Saturday, August 11, 2012

Thomas Hobbes as Theologian: Part II, Materialism and the Social Authority of Religion

The prolegomena of Leviathan begins by a lengthy materialist account of metaphysic, epistemology, and human nature.  Much like his confidant Gassendi, Hobbes holds that everything in reality is made up of atoms which follow strict laws of motion.  Humans, therefore are nothing by material machines.  Nature is mechanistic and works on the basis of immutable laws.  Moreover, contrary to Aristotle's view that the intellectual act of comprehension means the active intellect's identification of the inner formal reality of a thing, Hobbes insists that material from an object effective "pushes" against the sense and therefore causes the act of comprehension (this is why he is a strict empiricist!).  As one might expect, this leads inexorably to a re-narration of the Bible and its miracles on the basis of materialism.  In effect, Hobbes claims that miracles don't happen, and that when people are said to have been inspired by God's Spirit, it merely means that they were smart guys and had some good ideas that all reasonable human beings could have arrived at.

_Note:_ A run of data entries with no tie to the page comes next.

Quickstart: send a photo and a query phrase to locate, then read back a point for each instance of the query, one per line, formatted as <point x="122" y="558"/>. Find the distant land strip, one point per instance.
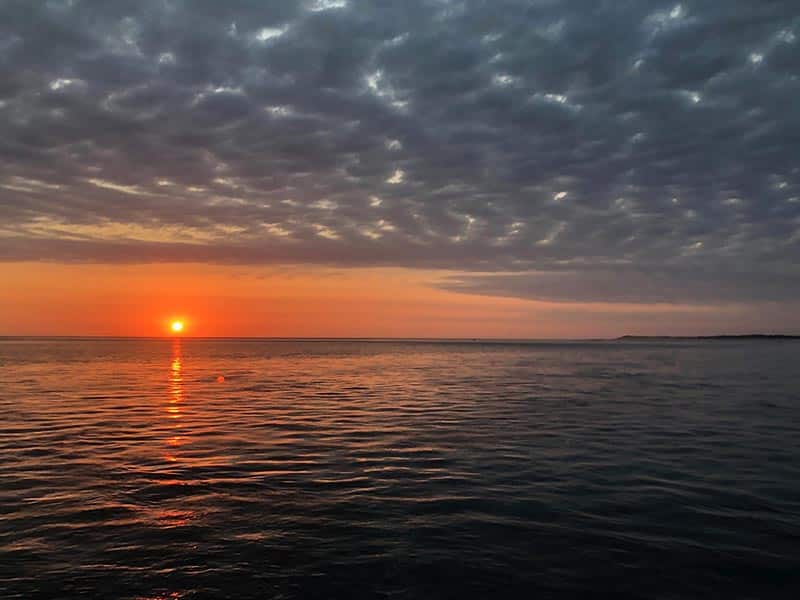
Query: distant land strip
<point x="751" y="336"/>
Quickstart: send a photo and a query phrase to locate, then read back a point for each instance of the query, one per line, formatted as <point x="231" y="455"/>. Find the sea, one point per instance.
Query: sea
<point x="171" y="469"/>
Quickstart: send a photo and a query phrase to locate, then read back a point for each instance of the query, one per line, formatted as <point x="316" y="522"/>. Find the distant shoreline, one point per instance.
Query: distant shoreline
<point x="624" y="338"/>
<point x="751" y="336"/>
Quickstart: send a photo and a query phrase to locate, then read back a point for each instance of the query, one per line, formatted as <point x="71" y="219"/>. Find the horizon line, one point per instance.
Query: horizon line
<point x="403" y="339"/>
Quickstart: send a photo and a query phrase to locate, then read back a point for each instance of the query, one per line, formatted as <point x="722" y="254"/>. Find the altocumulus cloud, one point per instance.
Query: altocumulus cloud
<point x="634" y="150"/>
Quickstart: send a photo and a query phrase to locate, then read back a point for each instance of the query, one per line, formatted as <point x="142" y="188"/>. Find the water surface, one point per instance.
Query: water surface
<point x="349" y="469"/>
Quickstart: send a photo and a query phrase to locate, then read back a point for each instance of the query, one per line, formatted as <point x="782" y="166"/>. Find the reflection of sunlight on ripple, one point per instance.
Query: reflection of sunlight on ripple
<point x="176" y="397"/>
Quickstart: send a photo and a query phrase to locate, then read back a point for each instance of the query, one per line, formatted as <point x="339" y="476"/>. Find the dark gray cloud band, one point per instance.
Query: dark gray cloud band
<point x="602" y="143"/>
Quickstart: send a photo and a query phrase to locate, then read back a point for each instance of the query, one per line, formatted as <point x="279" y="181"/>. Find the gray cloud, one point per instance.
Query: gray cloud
<point x="600" y="143"/>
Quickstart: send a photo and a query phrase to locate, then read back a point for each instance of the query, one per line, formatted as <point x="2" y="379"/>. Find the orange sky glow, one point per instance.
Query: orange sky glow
<point x="143" y="300"/>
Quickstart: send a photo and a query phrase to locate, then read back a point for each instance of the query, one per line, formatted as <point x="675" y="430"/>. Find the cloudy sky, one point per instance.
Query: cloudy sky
<point x="623" y="166"/>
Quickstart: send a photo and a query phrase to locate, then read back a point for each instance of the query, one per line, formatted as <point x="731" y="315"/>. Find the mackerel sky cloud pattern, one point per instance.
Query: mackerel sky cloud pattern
<point x="567" y="150"/>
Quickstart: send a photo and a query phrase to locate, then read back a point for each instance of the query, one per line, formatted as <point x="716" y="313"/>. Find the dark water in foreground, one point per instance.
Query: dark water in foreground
<point x="399" y="470"/>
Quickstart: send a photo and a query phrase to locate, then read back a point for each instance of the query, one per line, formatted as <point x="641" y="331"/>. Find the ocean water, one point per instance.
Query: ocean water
<point x="161" y="469"/>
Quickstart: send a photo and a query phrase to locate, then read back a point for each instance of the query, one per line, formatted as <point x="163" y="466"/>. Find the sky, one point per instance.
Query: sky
<point x="425" y="168"/>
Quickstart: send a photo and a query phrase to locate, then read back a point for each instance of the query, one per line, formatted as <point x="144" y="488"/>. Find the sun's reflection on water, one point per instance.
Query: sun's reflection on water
<point x="175" y="402"/>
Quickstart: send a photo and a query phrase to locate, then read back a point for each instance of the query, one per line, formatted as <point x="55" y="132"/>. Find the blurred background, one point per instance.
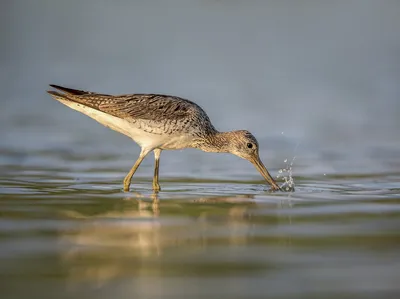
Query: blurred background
<point x="317" y="81"/>
<point x="324" y="73"/>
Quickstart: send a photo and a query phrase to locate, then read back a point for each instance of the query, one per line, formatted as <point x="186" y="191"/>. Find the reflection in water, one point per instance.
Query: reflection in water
<point x="131" y="240"/>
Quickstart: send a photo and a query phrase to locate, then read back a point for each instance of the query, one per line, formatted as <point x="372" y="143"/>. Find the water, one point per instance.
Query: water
<point x="316" y="83"/>
<point x="68" y="231"/>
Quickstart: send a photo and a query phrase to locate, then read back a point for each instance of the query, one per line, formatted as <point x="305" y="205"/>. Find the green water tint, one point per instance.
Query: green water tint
<point x="62" y="237"/>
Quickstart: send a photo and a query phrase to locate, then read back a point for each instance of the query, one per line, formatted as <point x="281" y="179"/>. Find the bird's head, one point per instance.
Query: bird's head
<point x="244" y="145"/>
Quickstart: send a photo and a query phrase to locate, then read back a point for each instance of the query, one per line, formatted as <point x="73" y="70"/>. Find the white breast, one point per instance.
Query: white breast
<point x="132" y="130"/>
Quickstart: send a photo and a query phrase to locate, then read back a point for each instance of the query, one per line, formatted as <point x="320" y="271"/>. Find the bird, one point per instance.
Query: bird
<point x="158" y="122"/>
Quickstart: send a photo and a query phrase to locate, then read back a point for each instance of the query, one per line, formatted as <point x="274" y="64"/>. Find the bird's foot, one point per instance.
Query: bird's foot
<point x="156" y="187"/>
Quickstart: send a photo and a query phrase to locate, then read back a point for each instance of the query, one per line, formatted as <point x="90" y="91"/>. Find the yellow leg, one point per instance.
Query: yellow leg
<point x="128" y="178"/>
<point x="156" y="185"/>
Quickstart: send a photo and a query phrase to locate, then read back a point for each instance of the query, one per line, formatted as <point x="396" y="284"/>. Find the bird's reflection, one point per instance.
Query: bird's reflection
<point x="136" y="237"/>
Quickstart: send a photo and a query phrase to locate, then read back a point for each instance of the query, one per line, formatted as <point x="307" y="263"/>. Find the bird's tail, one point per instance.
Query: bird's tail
<point x="69" y="90"/>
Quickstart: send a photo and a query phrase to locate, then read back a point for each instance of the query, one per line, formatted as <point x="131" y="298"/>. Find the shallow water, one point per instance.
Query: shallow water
<point x="314" y="80"/>
<point x="67" y="230"/>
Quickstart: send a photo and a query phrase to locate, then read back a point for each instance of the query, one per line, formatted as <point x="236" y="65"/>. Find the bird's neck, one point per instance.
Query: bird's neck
<point x="216" y="143"/>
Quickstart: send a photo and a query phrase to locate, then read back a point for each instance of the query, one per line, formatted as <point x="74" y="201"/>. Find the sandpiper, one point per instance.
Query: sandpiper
<point x="161" y="122"/>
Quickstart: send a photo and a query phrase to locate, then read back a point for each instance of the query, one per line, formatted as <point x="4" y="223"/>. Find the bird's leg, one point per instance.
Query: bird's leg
<point x="128" y="178"/>
<point x="156" y="185"/>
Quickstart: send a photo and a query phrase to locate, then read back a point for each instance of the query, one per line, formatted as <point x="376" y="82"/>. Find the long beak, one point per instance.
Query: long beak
<point x="264" y="172"/>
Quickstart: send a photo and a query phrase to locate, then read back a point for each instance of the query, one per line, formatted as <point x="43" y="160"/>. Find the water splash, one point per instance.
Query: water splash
<point x="286" y="175"/>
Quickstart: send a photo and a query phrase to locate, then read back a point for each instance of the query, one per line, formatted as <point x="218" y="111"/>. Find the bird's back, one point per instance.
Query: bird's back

But, again, what's the point?  Isn't this supposed to be a book about government?  Why are we talking about theology, and or metaphysic still?  The answer is fairly simple.  As I noted in my earlier post, the emergence of the theory of the modern nation-state as an autonomous entity with no religious background is actually theological in and of itself.  The point of promoting a materialist metaphysic is that it creates a situation where all causes are causes that can be controlled by the state.  In other words, since material objects are tangible, they can be moved by asserting a certain level of force.  The state can do this.  If God intervenes in creation, and therefore gives authority to certain individual to do certain things, then there are social forces that cannot be controlled by the state.  The state in this case lacks absolute authority.

This puts what we call "Liberal" and "Conservative" Christianity in a new light.  Liberals are not those who have woken up and realized that modernity has give us a knockout argument (secularists don't even believe this anymore).  Rather one is a Liberal vs. Conservative (or better "Orthodox"!) to the extent that one accepts the modernist settlement- i.e., a private realm of value vs. a public realm of fact and material cause.  Liberals, irrespective of the evidence, have little desire for the Bible to be literally true.  In fact, without any Biblical archaeology they were basically making the same arguments back in the 17th and 18th centuries that they are now.  Rather, the question is about the social authority of religion.  If I believe that the patriarchs, prophets and apostles all existed, and did miracles in real historical time, then I am saying that there are real metaphysical causes that are non-material and therefore which the state and secularity cannot control.  Religion therefore has a social authority which cannot be subordinated to the state and secular societies values.  Religious Liberals want to say that religion is about subjective values or inner experiences- the external realm is fully governed by the state, social values, and material causes.  Consequently, in the public, external realm, these values when understood correctly cannot interfere with the absolute authority of the state or personal self-interest.  This can be observed in our present situation.  In America, the more historically true you consider the Bible to be, the more likely you are to think that its teaching should at least in part become public policy.

On a side  note, this put the whole Seminex debate into new perspective.  What's gospel-reductionism all about?  If one eliminates both the binding character of the law and the actual historical reality of Scripture from the realm of theological authority (i.e., talk about real stuff that happened in the real world or (with regard to the law) real stuff you should do, in the real world) what do you get?  Well, everything is reduced to the gospel, which without real history to anchor it, turns into an existential and interior experience of forgiveness.  Is it therefore any surprise that these same folks 30 or 40 years later are the ones who drove the ELCA to mimic secular values in its national assembly and bureaucracy?  Not really.